Re: [PATCH] regexp_positions ( string text, pattern text, flags text ) → setof int4range[]

From: Mark Dilger <mark(dot)dilger(at)enterprisedb(dot)com>
To: Joel Jacobson <joel(at)compiler(dot)org>
Cc: Postgres hackers <pgsql-hackers(at)lists(dot)postgresql(dot)org>, Andreas Karlsson <andreas(at)proxel(dot)se>, David Fetter <david(at)fetter(dot)org>
Subject: Re: [PATCH] regexp_positions ( string text, pattern text, flags text ) → setof int4range[]
Date: 2021-03-08 16:20:14
Message-ID: 9BFE80D2-E2C7-4A8D-BE69-B803928C136B@enterprisedb.com
Views: Raw Message | Whole Thread | Download mbox | Resend email
Thread:
Lists: pgsql-hackers

> On Mar 5, 2021, at 11:46 AM, Joel Jacobson <joel(at)compiler(dot)org> wrote:
>
>
> /Joel
> <range.sql><0003-regexp-positions.patch>

I did a bit more testing:

+SELECT regexp_positions('foobarbequebaz', 'b', 'g');
+ regexp_positions
+------------------
+ {"[3,5)"}
+ {"[6,8)"}
+ {"[11,13)"}
+(3 rows)
+

I understand that these ranges are intended to be read as one character long matches starting at positions 3, 6, and 11, but they look like they match either two or three characters, depending on how you read them, and users will likely be confused by that.

+SELECT regexp_positions('foobarbequebaz', '(?=beque)', 'g');
+ regexp_positions
+------------------
+ {"[6,7)"}
+(1 row)
+

This is a zero length match. As above, it might be confusing that a zero length match reads this way.

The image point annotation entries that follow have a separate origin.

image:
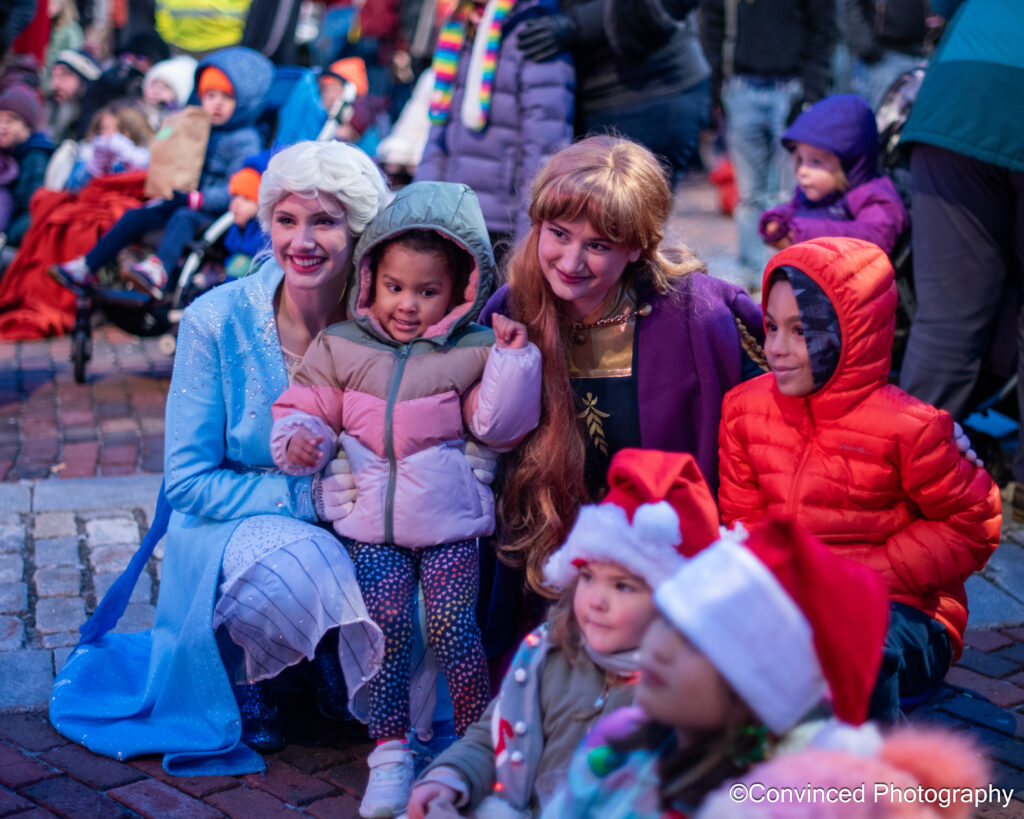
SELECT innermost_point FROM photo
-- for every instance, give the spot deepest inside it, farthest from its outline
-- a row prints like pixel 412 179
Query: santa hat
pixel 783 619
pixel 658 511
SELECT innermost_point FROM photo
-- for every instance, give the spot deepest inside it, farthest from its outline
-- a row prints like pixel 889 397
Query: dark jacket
pixel 877 26
pixel 687 356
pixel 631 50
pixel 32 157
pixel 530 118
pixel 232 142
pixel 774 38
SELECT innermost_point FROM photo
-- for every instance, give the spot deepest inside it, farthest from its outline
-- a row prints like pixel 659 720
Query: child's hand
pixel 303 448
pixel 964 444
pixel 419 801
pixel 508 333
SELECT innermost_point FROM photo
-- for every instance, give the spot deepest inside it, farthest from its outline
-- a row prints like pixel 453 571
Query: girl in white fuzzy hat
pixel 760 640
pixel 167 87
pixel 583 662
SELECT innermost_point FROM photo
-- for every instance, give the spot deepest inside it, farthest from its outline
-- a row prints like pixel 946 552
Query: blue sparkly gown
pixel 167 690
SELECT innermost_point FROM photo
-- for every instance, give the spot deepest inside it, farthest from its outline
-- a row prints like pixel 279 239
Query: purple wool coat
pixel 687 355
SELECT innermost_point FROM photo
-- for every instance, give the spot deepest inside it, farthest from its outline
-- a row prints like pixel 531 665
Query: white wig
pixel 336 171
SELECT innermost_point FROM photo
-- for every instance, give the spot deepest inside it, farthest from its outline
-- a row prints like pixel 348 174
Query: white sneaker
pixel 390 781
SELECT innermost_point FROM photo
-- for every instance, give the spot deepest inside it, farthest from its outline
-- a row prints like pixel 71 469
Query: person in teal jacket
pixel 966 135
pixel 170 689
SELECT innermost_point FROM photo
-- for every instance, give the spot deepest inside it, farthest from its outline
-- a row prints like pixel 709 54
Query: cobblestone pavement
pixel 111 425
pixel 64 542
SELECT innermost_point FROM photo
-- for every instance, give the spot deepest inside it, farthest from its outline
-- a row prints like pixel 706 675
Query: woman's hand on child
pixel 419 802
pixel 303 448
pixel 508 333
pixel 338 491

+SELECT regexp_positions('foobarbequebaz', '(?<=z)', 'g');
+ regexp_positions
+------------------
+ {"[14,15)"}
+(1 row)
+

Same here, except this time position 15 is referenced, which is beyond the end of the string.

I think a zero length match at the end of this string should read as {"[14,14)"}, and you have been forced to add one to avoid that collapsing down to "empty", but I'd rather you found a different datatype rather than abuse the definition of int4range.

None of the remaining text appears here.